I believe that I have read that Mr. Kato pronounces if KAH-toe, but will answer to either, especially if you are buying his stuff! I can't see how GP is anything but JEEP, though I am more likely, myself, to say GP 9.
I find geep to be convenient, although it's only good as a generic term when the conversation is about a particular model. If you refer to the geeps of a particular road, you should specify the model, though, as there were quite a few, starting with the GP7 and ending with the GP60, with more than a few numbers skipped. Of course, it also helps to distinguish that the letters Gee Pee represent a locomotive rather than a doctor, too.


:-D:-D
The subject of pronouncing acronyms as words generally bugs me, too, as most names don't need to be so long that we have to substitute a bunch of letters. There are banks and telecommunication companies out there of which people probably don't even know the full name, and the mish-mash of letters itself is not pronounceable either. The Bank of Montreal has somehow become the BMO, pronounced Bee-Moe: I thought that they'd moved their head office to Missouri.

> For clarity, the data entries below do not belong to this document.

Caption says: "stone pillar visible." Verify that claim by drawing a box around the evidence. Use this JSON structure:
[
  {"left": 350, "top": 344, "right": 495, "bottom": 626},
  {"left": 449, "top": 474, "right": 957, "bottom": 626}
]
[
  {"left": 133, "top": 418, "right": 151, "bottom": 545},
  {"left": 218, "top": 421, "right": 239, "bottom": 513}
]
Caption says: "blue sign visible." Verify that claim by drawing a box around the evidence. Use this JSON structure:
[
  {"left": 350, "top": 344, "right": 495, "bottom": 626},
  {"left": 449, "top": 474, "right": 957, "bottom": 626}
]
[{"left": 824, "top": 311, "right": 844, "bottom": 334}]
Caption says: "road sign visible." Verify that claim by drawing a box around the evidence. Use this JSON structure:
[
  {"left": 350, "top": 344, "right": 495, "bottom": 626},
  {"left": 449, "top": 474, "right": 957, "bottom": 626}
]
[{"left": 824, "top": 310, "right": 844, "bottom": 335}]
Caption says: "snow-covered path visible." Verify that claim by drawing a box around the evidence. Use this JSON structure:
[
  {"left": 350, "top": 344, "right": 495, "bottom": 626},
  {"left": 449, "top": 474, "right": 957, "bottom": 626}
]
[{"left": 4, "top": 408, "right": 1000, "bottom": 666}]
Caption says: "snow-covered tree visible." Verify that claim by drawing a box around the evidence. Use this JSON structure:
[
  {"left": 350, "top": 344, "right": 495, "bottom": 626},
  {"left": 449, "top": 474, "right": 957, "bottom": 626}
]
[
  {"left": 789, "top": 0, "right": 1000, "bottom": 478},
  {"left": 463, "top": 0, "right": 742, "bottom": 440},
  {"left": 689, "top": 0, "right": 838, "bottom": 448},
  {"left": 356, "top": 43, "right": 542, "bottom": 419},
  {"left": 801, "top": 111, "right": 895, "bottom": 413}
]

It baffles me that companies with rock-solid sounding names choose to become cutesy acronyms: The Steel Company of Canada became STELCO, Dominion Foundries and Steel Company became DOFASCO, and Northern Telephone and Telecommunications became NORTEL.

One that really bothers me is from the steel industry, where the basic oxygen furnace became a BOF, but almost not one steelworker could pronounce it Bee-Oh-Eff: instead we got Boff or Bawf wall1 . What a bunch
"off" illiterates.

:-D One that I
do accept (but only 'cause they slipped it past me) is SCUBA.
Okay, enough of my rant, thanks for listening.